Well over 100 people turned out at the VFW on Memorial Day, Monday, May 27, to remember "those who gave all." Memorial Day is the American holiday observed on the last Monday in May to honor the men and women who died while serving their country.

Due to the unusually warm day the ceremony was held inside the VFW Hall.

The post was decorated with American flags and POW/MIA flags, which symbolizes the United States military personnel taken as prisoners of war or listed as missing in action.

Article Photos

American Legion Commander Bob Miner and VFW Commander Austin White at the Memorial Day ceremony.


Pine Island VFW Commander Austin White served as emcee for the 11 a.m. ceremony with the posting of the colors, Pledge of Allegiance and a prayer for all past and current POWs and MIAs.

"We meet at this time to commemorate our comrades of the United States Armed Forces who have answered the last call," White said.

American Legion Post #136 Commander Bob Miner reminded everyone that "Today, of all days, we need to put aside our disagreements and strife and take time to remember those who are often out of sight but never out of our hearts and minds."

The event featured the American Legion Post #136 Color Guard. The Color Guard exited the VFW building for the 21-gun salute and the playing of "Taps" at the memorial.

"Beyond the many citations of valor are the untold, undocumented stories of men and women who live with the scars of war," White said. "Many Americans are coming home with disfigurements, amputations and scars you can't see like traumatic brain injury and PTSD. They have stood for us when we couldn't, or wouldn't stand for ourselves. It is now up to us to stand with them."

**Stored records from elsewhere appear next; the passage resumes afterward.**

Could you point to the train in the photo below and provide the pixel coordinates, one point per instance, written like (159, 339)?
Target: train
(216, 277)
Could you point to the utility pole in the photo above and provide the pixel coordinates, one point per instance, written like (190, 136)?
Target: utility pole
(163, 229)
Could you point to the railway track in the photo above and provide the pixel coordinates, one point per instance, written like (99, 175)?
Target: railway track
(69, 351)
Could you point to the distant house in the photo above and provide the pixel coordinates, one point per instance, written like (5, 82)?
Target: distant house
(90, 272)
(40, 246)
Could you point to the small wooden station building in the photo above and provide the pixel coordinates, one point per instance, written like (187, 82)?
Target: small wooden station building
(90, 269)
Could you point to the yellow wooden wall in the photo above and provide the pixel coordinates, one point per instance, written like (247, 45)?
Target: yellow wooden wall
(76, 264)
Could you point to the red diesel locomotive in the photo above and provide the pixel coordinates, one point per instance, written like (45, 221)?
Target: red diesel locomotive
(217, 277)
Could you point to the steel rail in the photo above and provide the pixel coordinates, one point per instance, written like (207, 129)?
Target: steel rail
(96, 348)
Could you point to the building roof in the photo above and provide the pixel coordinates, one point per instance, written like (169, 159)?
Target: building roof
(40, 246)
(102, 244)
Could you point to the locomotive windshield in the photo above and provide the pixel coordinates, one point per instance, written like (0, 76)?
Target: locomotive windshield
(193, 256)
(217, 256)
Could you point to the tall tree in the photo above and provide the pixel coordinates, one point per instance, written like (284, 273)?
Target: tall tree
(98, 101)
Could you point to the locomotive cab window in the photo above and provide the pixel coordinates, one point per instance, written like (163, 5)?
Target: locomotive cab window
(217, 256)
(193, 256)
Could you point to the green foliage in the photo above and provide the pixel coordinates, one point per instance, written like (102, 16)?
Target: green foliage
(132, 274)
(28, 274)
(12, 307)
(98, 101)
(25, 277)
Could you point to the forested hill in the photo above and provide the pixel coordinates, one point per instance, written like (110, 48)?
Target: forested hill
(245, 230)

The Memorial Day holiday originated, and was celebrated in, small towns and cities across the country immediately after the Civil War. Originally known as Decoration Day, the last Monday was set aside "for the purpose of strewing with flowers, or otherwise decorating the graves of comrades who died in defense of their country during the late rebellion."

Decoration Day became a national holiday known as Memorial Day in 1971.